EGU General Assembly 2023
© Author(s) 2023. This work is distributed under
the Creative Commons Attribution 4.0 License.

Tethys carbon cycle, India-Eurasia collision, and Cenozoic climate evolution

Lucas Vimpere1, Sébastien Castelltort1, Pietro Sternai2, and Pierre Bouilhol3
Lucas Vimpere et al.
  • 1Department of Earth Sciences, University of Geneva, Geneva, Switzerland (
  • 2Dipartimento di Scienze dell’Ambiente e della Terra, Università degli Studi di Milano-Bicocca, Milano, Italy (
  • 3Centre de Recherches Pétrographiques et Géochimiques, Université de Lorraine, Vandoeuvre-les-Nancy, France (


Since the industrial revolution, the constant increase in atmospheric CO2 had pivotal impacts on global climate with current concentrations being the highest of the last 800 ka. In order to better understand the Earth system and the future evolution of climates, it is essential to study past hyperthermals during which global surface temperature dramatically increased above present levels. The Himalaya arose from the biggest known continental collision and has been associated with a bustling volcanism, which most likely steered the global warming (+12-14 °C) during the Early Eocene Climatic Optimum (EECO).
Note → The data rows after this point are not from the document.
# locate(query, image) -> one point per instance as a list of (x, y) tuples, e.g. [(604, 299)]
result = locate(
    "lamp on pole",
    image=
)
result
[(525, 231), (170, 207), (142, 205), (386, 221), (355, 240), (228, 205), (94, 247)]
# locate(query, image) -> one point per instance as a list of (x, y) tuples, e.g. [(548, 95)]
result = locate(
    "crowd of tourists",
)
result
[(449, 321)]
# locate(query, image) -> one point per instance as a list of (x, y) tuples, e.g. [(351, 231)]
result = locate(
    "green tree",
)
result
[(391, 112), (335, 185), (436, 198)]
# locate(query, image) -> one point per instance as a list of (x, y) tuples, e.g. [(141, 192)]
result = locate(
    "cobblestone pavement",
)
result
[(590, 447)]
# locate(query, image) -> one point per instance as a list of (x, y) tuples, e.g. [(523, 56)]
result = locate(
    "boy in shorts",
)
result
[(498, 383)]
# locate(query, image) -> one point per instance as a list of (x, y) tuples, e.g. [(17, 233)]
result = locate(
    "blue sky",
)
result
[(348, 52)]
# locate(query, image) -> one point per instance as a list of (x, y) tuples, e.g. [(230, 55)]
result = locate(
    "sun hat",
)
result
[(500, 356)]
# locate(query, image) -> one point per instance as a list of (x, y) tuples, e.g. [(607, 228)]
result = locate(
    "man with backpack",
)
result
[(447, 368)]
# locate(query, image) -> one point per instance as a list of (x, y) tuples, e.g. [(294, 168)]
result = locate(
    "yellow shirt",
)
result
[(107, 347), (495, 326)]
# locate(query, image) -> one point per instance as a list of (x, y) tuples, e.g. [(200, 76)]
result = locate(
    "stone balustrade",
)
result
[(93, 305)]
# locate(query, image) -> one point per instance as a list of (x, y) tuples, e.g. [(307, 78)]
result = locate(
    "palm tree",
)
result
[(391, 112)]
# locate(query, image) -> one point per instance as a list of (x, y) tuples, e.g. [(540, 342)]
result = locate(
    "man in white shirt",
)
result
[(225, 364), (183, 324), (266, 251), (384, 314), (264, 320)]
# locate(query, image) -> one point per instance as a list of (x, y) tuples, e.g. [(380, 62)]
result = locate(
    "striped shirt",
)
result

We here present the analytic strategy that will be implemented to quantify the carbon cycle within the Kohistan-Ladakh forearc sediments. Whilst the CO2 input (warming) in the atmosphere related to the intensity of subduction magmatism will be quantified using the mercury isotopes, the CO2 sink (cooling) induced by continental alteration of the exhumed units will be studied through different isotopic analyses (e.g., Hf, Nd, Sr). The stratigraphy and the reconstruction of depositional environments will be assessed through conventional field surveys and various dating methods such as, detrital zircon, nannofossils, radiolarians, and calibrated carbon isotopic curves. The overall objective is to establish the influence of the collisional Himalayan chain on global climate changes.

How to cite: Vimpere, L., Castelltort, S., Sternai, P., and Bouilhol, P.: Tethys carbon cycle, India-Eurasia collision, and Cenozoic climate evolution, EGU General Assembly 2023, Vienna, Austria, 24–28 Apr 2023, EGU23-3311,, 2023.